Cela dit, le Congrès américain a bel et bien voté la semaine passée un amendement autorisant, sous certaines conditions, un procureur à demander au FBI de placer un quidam sous surveillance électronique, le tout sans avoir à obtenir de mandat auprès d’un magistrat. De son côté, le procureur général John Ashcroft a annoncé samedi 15 septembre qu’il allait demander au Congrès d’accorder encore plus de pouvoirs aux forces de l’ordre en matière de surveillance et de mises sur écoutes.
En face, les défenseurs des droits de l’homme, de la vie privée et de la cryptographie se montrent particulièrement offensifs : ils n’entendent pas abandonner des droits fondamentaux au nom de la gravité de la situation. Car, comme le rappellent bon nombre de commentateurs, chaque crise de cette ampleur s’est doublée par le passé de mesures allant à l’encontre des droits fondamentaux. Or, les Américains ont déjà eu à se battre pour le droit d’utiliser la crypto. L’auteur de PGP, Phil Zimmermann a failli passer plusieurs années en prison pour avoir diffusé son programme. John Gilmore, co-fondateur de l’Electronic Frontier Foundation (EFF), et John Young, du site cryptome.org, ont ainsi appelé à multiplier (et délocaliser à l’étranger) le nombre de sites proposant des outils de cryptographie.
De son côté, John Perry Barlow, ancien des Grateful Dead, co-fondateur de l’EFF et auteur de la Déclaration d’indépendance du Cyberespace, envoyait le jour même des attentats un e-mail à ses amis. Oui, il était en vie, mais le pire était à venir. Comparant ce qui venait de se passer à l’incendie du Reichstag (fomenté par Hitler en vue d’asseoir le régime nazi), il appelait ses pairs à ne pas laisser les terroristes, "alliés naturels des fascistes", entraîner le gouvernement à se doter des mesures "totalitaires" supplémentaires. On peut regretter l’emphase de ses propos mais il reste vrai que, depuis une semaine, les défenseurs des droits civiques et de la vie privée ne cessent de tirer la sonnette d’alarme.

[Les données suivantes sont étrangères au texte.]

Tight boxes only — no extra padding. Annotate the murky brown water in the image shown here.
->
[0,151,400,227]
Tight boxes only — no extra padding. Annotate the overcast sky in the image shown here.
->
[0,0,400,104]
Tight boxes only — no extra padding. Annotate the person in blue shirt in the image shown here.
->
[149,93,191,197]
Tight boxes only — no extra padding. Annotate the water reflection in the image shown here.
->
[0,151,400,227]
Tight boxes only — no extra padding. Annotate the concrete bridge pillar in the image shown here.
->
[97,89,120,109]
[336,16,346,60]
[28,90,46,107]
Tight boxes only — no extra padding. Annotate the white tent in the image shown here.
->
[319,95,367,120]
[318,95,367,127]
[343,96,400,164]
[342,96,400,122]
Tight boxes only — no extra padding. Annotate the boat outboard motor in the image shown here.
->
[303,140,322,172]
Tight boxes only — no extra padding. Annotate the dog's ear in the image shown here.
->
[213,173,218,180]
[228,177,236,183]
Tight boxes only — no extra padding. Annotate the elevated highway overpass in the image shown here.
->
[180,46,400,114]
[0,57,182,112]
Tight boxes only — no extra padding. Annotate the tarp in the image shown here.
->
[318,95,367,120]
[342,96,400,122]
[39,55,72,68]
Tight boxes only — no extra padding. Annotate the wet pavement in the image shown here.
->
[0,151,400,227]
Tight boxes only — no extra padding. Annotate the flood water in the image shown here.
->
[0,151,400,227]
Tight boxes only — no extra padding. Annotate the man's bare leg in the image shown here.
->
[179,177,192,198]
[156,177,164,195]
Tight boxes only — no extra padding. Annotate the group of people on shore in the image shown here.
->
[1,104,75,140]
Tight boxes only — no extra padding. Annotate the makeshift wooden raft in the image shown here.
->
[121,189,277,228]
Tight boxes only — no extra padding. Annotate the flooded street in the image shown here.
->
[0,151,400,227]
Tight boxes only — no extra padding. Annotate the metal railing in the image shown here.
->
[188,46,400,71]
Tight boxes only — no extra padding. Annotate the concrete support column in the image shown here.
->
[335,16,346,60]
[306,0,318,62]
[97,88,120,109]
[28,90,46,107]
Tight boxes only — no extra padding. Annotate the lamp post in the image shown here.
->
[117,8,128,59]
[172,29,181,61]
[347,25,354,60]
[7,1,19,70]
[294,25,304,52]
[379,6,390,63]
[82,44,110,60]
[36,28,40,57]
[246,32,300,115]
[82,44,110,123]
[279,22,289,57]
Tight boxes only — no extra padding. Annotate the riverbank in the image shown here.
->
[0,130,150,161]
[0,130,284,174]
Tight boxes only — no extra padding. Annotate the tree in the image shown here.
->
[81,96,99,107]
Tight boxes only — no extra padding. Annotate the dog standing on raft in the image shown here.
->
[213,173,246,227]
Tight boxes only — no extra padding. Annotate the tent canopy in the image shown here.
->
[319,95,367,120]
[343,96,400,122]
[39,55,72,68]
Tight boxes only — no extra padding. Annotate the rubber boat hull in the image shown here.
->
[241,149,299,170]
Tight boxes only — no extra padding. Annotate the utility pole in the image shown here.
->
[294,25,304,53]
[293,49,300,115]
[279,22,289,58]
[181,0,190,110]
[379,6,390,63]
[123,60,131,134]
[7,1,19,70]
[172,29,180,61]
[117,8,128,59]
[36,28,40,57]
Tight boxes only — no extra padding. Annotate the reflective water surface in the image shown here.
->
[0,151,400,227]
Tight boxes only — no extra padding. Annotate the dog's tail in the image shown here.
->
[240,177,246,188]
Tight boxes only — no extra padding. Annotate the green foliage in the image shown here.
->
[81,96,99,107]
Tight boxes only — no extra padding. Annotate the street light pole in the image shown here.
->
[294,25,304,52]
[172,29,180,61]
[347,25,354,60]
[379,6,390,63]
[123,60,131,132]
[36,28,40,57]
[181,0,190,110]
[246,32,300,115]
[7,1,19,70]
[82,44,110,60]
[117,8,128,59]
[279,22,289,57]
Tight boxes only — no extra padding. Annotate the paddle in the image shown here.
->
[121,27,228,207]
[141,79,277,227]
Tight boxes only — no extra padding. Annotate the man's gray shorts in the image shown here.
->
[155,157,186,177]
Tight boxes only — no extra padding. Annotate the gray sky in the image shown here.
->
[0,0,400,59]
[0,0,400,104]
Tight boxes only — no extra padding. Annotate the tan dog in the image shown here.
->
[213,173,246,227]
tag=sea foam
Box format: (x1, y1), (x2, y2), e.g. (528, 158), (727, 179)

Pour Andy Müller-Maguhn, porte-parole du Chaos Computer Club (CCC), qui fêtait les 20 ans de son groupe la semaine passée, "les ...tats-Unis et les pays de l’OTAN vont tirer profit de ces attentats pour renforcer leur contrôle des communications". Philippe Zimmermann, le créateur de PGP, le plus connu des outils de crypto, interrogé par nos confrères de Futur(e)s, appelle ainsi les citoyens à ne pas laisser les terroristes obtenir une "seconde victoire" : "Que ce soit au Congrès, dans les tribunaux ou dans les colonnes des journaux, le pays a déjà débattu de cette question au cours de la dernière décennie. Et tous ensemble, nous avons décidé que la société avait plus à gagner qu’à perdre d’une cryptographie forte. Il ne faut pas oublier que la cryptographie sauve des vies dans le monde entier. Le logiciel PGP est utilisé par des organisations de défense des droits de l’Homme partout dans le monde, et spécialement sous les dictatures." Comme l’avançait Declan McCullagh, journaliste à Wired particulièrement au fait de ces questions, "la guerre de la crypto ne fait que commencer".